10. Security by design
Shifting security left is a priority for Macwan, the Vonage CIO/CISO.
“Simply put, in everything we do—products and services for our customers or tools and technologies that enable our employee experience—all must embed appropriate security, privacy, trust and compliance from the get go,” he says.
Other CISOs echo those thoughts and likewise list security by design as a priority.
“Security issues cost exponentially less to fix when discovered during development before deployment to production, so it is a critical part of my roadmap (and many of my colleagues) to put security feedback into developer pipelines and empower developers to make security relevant decisions early and safely,” says Kyle Tobener, head of security and IT for technology firm Copado.
11. More automation
To help security teams better cope with a broader IT environment and ramped-up attack activity, many CISOs have accelerated their deployment of automation technologies.
In fact, the Proofpoint survey listed “improve security automation” as No. 4 on its list of priorities identified by responding CISOs.
Jeffress says CISOs are using automation to better identify threats and speed response as well as enforce security standards throughout the development and deployment of new code into the environment. He notes that automation is a key part of creating secure code, implementing security by design, and moving to the increasingly popular zero trust security model.
12. Strengthening remote work security
Proofpoint’s CISO survey reveals that almost two-thirds of responding CISOs believe that remote work has made their organisations more vulnerable to cyberattacks, with 58 per cent of them seeing more targeted attacks since enabling widespread remote work.
“People could be putting themselves and the company at risk not intentionally but because the work environment is so different,” Levine says.

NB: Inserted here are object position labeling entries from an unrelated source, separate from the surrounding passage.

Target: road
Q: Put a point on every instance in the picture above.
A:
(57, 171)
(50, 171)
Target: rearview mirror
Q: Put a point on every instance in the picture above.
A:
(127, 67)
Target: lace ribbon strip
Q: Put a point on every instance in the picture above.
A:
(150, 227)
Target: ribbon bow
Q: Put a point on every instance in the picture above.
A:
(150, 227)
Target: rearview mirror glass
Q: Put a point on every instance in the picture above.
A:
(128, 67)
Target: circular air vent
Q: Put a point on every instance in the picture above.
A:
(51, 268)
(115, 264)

That has CISOs enacting zero trust and identity-first security strategies to create a secure work-from-anywhere business model, according to analysts, researchers, and consultants.
13. Securing the cloud
Nearly 40 per cent of organisations responding to the 451 Research survey for its Voice of the Enterprise: Cloud, Hosting & Managed Services, Budgets & Outlook 2021 increased their public cloud use during the pandemic, with the vast majority of them indicating the move to public cloud would be permanent.

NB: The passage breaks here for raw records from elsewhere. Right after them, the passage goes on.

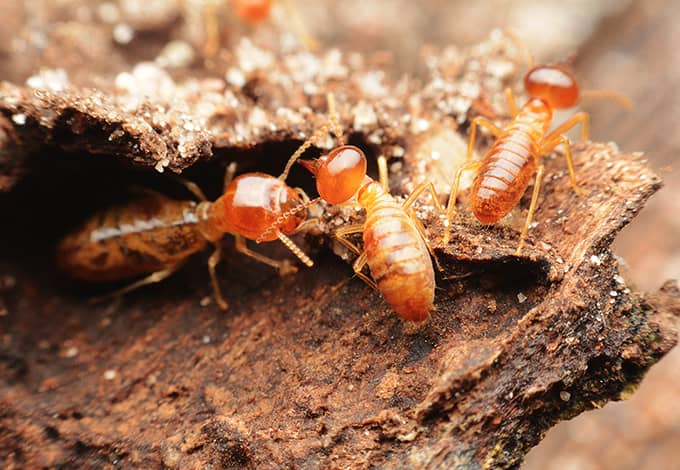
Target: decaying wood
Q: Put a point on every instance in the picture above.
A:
(314, 370)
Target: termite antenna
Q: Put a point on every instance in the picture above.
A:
(282, 218)
(333, 124)
(624, 101)
(295, 250)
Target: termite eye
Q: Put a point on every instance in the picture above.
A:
(553, 84)
(340, 174)
(253, 11)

Levine’s company is part of that trend, and that has him rethinking security strategy. He’s deploying new tools, processes, and governance models to support the infrastructure. And he’s implementing a comprehensive cloud security governance program to get his team visibility into his company’s cloud environment and to enforce adherence to proper configurations and security standards.

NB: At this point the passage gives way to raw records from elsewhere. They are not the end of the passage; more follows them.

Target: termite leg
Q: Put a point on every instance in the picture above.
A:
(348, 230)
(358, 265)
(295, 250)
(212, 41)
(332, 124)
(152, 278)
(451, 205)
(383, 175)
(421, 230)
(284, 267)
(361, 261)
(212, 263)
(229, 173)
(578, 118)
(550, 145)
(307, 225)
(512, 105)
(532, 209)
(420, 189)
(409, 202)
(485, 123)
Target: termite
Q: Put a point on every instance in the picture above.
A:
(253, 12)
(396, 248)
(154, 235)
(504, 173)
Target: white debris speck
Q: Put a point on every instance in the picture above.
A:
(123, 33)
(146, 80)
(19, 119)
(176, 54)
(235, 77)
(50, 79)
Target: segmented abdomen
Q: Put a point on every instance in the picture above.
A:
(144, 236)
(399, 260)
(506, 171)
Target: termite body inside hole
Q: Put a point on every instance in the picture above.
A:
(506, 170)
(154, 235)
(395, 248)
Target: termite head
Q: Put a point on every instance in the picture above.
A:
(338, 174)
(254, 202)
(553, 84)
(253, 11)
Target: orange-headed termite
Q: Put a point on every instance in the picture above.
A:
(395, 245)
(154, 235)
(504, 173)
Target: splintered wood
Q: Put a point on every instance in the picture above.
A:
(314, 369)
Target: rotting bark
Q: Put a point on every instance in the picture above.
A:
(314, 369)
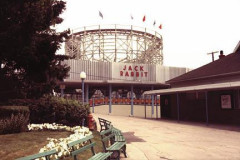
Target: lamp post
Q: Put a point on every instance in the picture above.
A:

14. Keeping up with emerging, evolving privacy laws
Virginia passed the Consumer Data Protection Act (CDPA) in early 2021, enacting regulations similar to the California Consumer Privacy Act. Colorado followed suit in July, with its Colorado Privacy Act (CPA).
Such actions are created a growing patchwork of privacy regulations that organisations must track and follow.
That has CISOs, in cooperation with compliance and others within enterprise leadership, trying to put in place the technologies and processes that effectively and efficiently address the various laws as they stand today and as they continue to evolve, Warner says.
“It is almost a daily conversation with CISOs and business leaders. They’d like to deploy something and want to move into new markets, but they need to integrate serious privacy and security laws into their programs to do that,” he says.
15. Building continuity plans to account for global events
Levine is addressing another security issue revealed by the pandemic: shortcomings in his business continuity plans. He says he and other CISOs are revisiting their continuity and resiliency strategies that for the most part did not account for a worldwide impact event.
“We had plans, but it didn’t contemplate everybody going home overnight,” he says, adding that the old plan assumed geographical diversity of staff and facilities would allow for work in one impacted area to shift to unaffected regions. “Now we have to rethink what business continuity looks like.”